The crowd gathered around was energizing and I had full confidence my legs would get me down and back in time. A big part of achieving fitness goals is mind over matter. I told myself I was going to do it and coming short wasn’t an option.

When the judge blew the whistle, all I could focus on was the little orange cone at the edge of the fence. I got there in plenty of time, made a clean turn, and had the finish line in site. It was right about then, however, that my legs crumbled under me like a wounded deer exhausted from the chase. The heat had finally taken its toll and my body had revolted. I gathered myself, giving everything I could to get across the line, but the referee held up his hands to signal that I was a mere half yard short.

Once we got to the mile, I was concerned about being able to break six minutes. For most, that might not sound like a bad thing but I typically run 5Ks at an average 5:20 mile pace. During marathon training, I can knock out six to eight repeats in the 5:30 range. At this point in the day, though, I just wanted to have a respectable finish and not walk. After crossing the line in 5:32, I felt like asking for a do-over; sure, it got me the sixth best time overall but my never-content personality desired a mulligan.

When we received the overall results, I was surprised to see that I finished thirty-first out of 120 total. My pitiful precision throw did me in, as just two more tosses would have bumped me up 13 places while three more would have placed me in the top 15.

My rub with the competition lies within the overall structure. As difficult as it might be to truly define fitness, an incredibly large segment of the Austin population couldn’t help but feel left out. The running and triathlon communities have arguably the greatest presence in this town yet the token offering was a one-mile run only after eight events geared to those who work out with kettleballs and an event for people who frequent the ball toss at carnivals.

Based on the tests given, the fittest man out there was David Braswell, a former collegiate athlete and Marine Special Forces member.
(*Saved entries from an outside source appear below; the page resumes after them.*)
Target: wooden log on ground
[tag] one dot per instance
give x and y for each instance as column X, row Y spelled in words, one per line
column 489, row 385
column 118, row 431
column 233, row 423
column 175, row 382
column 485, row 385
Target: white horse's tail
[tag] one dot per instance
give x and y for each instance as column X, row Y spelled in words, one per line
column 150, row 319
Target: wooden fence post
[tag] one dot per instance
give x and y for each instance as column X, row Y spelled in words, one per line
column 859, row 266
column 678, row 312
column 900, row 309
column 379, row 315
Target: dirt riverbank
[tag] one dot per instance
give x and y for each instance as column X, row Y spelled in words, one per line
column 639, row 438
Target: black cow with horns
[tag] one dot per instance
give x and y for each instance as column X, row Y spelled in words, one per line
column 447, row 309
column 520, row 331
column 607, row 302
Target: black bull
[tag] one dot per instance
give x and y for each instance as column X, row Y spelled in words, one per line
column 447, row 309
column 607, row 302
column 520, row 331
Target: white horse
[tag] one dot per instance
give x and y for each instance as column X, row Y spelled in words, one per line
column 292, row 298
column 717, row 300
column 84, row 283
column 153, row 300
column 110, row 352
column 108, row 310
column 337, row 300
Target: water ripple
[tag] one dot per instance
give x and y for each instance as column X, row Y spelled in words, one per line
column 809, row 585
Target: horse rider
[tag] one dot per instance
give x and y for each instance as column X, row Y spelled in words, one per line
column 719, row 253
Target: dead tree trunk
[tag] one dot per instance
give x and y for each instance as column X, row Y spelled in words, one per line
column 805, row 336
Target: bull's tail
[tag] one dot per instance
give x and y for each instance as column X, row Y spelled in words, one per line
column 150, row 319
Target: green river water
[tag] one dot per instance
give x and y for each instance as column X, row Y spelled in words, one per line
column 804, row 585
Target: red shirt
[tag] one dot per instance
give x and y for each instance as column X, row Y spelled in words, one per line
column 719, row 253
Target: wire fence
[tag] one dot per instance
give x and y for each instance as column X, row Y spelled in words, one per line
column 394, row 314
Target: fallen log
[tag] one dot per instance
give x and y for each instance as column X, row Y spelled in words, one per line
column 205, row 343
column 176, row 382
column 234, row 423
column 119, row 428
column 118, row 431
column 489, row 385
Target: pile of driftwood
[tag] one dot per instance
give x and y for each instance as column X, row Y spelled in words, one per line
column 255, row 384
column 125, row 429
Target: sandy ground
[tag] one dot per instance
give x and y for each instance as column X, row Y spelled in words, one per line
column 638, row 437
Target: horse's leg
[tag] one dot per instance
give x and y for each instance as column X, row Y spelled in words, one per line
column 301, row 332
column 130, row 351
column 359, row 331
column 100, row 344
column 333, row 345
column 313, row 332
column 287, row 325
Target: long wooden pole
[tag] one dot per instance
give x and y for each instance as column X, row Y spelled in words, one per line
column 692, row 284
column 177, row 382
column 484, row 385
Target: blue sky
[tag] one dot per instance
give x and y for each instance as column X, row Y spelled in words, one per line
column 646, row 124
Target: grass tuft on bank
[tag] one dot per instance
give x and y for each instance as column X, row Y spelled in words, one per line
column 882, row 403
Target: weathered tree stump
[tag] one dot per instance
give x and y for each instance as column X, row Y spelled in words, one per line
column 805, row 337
Unfortunately for this highly trained athlete, softball-tossing skills were put at a premium. Without that test Braswell would have won the competition by an insurmountable margin as he exemplified better than anyone else on this day in June a skill set of speed, agility, explosive power, stamina, and strength. While he may not be on the cover of this magazine, he’s your FITTEST.

I mean to take nothing away from the job done by the sponsors and team at Austin Fit Magazine. They pulled off an incredibly successful first-year event. I’ve had my hand in directing a number of road races around town and I know the difficulty that goes in to producing fitness events. My hope is a reconsideration of defining AFM’s FITTEST to incorporate the myriad of diverse fitness opportunities that readers participate in throughout the year. A 10K or marathon runner would fail miserably at a CrossFit competition while, similarly, boot camp participants won’t excel to the same level at road races. Our town boasts a bevy of Olympic runners, swimmers, triathletes, and one cyclist who happens to hold seven yellow jerseys. Let’s pick their brains and find out what fitness skills they’d recommend. In any case, I’ll see you in 2013 at Camp Mabry!